Dweck has pioneered work on how different mindsets can affect learning. Her previous research revealed that students who believe they can grow their intellectual ability tend to perform better academically than students who believe intelligence is a fixed trait, like height or eye color.

The new research, which examined a nationally representative sample of 12,000 ninth-graders in the United States, focused on how the lessons from Dweck’s research could help students who are making the challenging transition to high school.

“I am absolutely delighted to see how far mindset science has come,” said Dweck, who is the Lewis and Virginia Eaton Professor of psychology in the School of Humanities and Sciences. “The early research showed that helping students develop a growth mindset could be a new way to help more students succeed. Now, as a field we are starting to understand how to do this at scale – and we are understanding the role of supportive learning environments that can maximize the benefits of a growth mindset.”

Students from 76 public high schools in the U.S. were randomly assigned to either complete the 50-minute online growth mindset program or complete an unrelated course of the same length. During the online course, students learned that their intellectual abilities are not fixed and reflected on ways to strengthen their brains by persisting on challenges.

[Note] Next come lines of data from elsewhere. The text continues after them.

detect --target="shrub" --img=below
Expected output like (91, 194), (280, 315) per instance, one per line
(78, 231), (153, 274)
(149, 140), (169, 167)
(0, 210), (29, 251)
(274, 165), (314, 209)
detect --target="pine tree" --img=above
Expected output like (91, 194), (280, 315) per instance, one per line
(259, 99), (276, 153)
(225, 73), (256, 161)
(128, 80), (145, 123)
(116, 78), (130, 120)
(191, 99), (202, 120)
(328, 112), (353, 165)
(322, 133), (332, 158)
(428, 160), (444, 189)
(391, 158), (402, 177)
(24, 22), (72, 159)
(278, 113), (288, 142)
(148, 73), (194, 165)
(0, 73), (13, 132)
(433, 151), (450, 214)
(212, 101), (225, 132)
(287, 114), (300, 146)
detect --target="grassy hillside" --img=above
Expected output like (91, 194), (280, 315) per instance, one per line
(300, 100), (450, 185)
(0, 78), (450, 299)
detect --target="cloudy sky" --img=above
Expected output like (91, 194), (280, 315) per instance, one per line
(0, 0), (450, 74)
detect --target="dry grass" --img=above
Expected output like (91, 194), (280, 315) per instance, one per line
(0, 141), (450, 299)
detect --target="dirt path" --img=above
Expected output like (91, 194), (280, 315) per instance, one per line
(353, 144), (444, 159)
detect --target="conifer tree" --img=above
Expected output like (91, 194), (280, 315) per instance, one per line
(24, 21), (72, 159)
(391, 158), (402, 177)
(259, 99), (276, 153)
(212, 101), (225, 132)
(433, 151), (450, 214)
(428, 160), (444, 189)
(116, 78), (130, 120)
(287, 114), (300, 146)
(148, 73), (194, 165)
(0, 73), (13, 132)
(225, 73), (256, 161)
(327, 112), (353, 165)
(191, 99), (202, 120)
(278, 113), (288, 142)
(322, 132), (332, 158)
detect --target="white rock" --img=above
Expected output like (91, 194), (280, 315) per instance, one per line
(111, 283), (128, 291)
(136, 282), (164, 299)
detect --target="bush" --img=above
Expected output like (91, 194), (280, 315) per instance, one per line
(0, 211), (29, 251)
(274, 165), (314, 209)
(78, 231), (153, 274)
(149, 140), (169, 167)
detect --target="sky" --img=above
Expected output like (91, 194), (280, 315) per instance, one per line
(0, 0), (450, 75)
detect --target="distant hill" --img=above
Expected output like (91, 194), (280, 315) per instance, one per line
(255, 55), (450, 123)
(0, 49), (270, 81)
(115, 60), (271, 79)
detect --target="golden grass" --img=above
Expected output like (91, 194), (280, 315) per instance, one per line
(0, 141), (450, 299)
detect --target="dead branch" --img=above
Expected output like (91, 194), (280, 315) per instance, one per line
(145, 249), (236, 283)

“We spent years developing this short program to contain all the critical ingredients of conveying the growth mindset,” Dweck said. “We’ve had other interventions that yielded meaningful results but this time we wanted to see where this type of intervention works well and where it works less well.”

Researchers found that both lower- and higher-achieving students benefited academically from the online course, which was administered to the ninth-graders at the start of their first year in high school. High-achieving students who took the online course were more likely to take harder mathematics classes the following year.

Lower-achieving students who attended schools where they were encouraged and supported in taking on challenging assignments had the largest improvements in grades as a result of the online course, according to the research.

The research was conducted by a multidisciplinary team of scholars who comprise the Mindset Scholars Network. The group’s mission is to advance the scientific understanding of learning mindsets in order to improve student outcomes and expand educational opportunity.

“This is the most important study we’ve ever done,” said the new paper’s lead author, David Yeager, an associate professor of psychology at the University of Texas at Austin. “Not only did it confirm the effects of the growth mindset in the most rigorous way we could think of, it also showed us how much more there is to learn. It marks the beginning of the next phase of mindset research – a phase that will focus on how to make growth mindset truly come alive in learning environments.”

Additional co-authors are from the University of Texas at Austin, UC Irvine, Northwestern University, Michigan State University, University of Virginia, University of Chicago, Project for Education Research that Scales, Paradigm Strategy Inc., ICF, Arizona State University and Pennsylvania State University.

The work was funded by the Raikes Foundation, the William T. Grant Foundation, the Spencer Foundation, the Bezos Family Foundation, the Character Laboratory, the Houston Endowment, the Yidan Prize for Education Research, the National Science Foundation, a personal gift from A. Duckworth and the President and Dean of Humanities and Social Sciences at Stanford University.